I dreamed this beer up as a goof, but it turned out to be surprisingly good. It is now a medal winner and, more importantly, was a huge hit with the crowd at Brewing Up a Cure. Most tried it out of curiosity. Many came back for seconds. Or thirds. So go ahead, brew this. You’ll be rewarded. A little less conversation, a little more fermentation please.
Batch Size: 5.25 gal.
Boil Time: 75 min.
Difficulty: Moderately Easy
*Assuming 70% brew house efficiency
6 lbs. German Wheat Malt
2 lbs. German Pilsner Malt
1 lb. Gambrinus Honey Malt
1 lb. Munich Malt
*Extract Brewers: Replace the Wheat Malt with 3.5 lbs wheat DME. Replace the Pilsner malt with 18 ounces of Pilsner DME. Replace the Munich malt with 9 ounces of Munich DME. Crush and steep the honey malt at roughly 150F for 30 minutes. Remove steeping grains, and add DME while heating to a boil. Boil for 75 minutes.
20 grams Hallertauer (4.1% AA) @ 75 minutes
Single Infusion @ 154 degrees for 60 min.
1 lb. PB2 powdered peanut butter – Add it to your fermenter just as the boil is finishing up.
When there’s 5 minutes left in the boil, put the PB2 in a large stainless or Pyrex mixing bowl and ladle 2-3 quarts of the boiling wort into the bowl. Whisk until smooth and pour into a sanitized fermentor. Cap the fermentor with a sanitized cap and set aside. After the boil finishes, chill the wort to 64F and rack into the fermentor with the PB2 mixture. Stir or swirl to mix the PB into the wort.
Wyeast 3068 Weihenstephan Weizen or White Labs WLP300 Hefeweizen Ale Yeast. The key is in the pitching rate. A 5.25 gallon batch of cleanly fermented 1.048 ale needs about 175 Billion cells. For hefeweizen, aim to pitch 20% less – about 140 Billion cells – to boost banana production.
Aeration/Oxygenation: Aerate or oxygenate well using your favorite method – plenty of oxygen helps promote yeast growth.
Primary Fermentation: 10-14 days; pitch at 62-64 degrees F and hold there until fermentation is complete.
Conditioning: This style requires high carbonation as it should be effervescent and spritzy. If kegging, carbonate to 3.5 volumes.

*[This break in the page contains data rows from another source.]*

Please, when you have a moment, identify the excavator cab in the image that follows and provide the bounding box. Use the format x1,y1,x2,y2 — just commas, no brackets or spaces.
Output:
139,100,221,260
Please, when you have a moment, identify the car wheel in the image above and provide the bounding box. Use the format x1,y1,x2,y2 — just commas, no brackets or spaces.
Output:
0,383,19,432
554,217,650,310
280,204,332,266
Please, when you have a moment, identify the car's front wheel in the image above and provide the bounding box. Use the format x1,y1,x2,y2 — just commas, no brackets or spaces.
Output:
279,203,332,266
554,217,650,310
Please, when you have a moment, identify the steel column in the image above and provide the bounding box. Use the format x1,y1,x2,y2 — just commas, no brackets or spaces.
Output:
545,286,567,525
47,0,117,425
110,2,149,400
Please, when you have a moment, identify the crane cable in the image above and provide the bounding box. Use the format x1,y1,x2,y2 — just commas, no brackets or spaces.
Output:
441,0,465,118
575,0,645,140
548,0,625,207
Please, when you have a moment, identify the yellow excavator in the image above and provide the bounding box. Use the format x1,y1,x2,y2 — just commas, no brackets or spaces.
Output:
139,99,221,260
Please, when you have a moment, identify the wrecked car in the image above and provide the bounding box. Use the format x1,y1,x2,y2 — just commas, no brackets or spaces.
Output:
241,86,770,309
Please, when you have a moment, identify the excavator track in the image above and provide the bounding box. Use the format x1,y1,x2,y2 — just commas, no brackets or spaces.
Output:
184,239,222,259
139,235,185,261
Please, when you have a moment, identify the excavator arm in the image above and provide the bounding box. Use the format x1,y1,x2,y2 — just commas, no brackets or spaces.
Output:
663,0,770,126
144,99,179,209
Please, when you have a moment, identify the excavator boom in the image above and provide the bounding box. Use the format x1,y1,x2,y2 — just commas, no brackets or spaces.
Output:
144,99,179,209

If bottle conditioning, prime with 6.5 ounces of table sugar. Drink fresh; age is not this beer’s friend.
This beer works great as a standalone half-liter, maybe a bag of hard pretzels by your side on the Barcalounger. That’s how I imagine Elvis would drink it. Or maybe he’d pour it over a couple scoops of vanilla bean ice cream. The best pairing I found for it, though, is with the spicy, sweet, peanut-laden world of Thai food. Pad thai and massaman curry are perfect partners for this unique beer.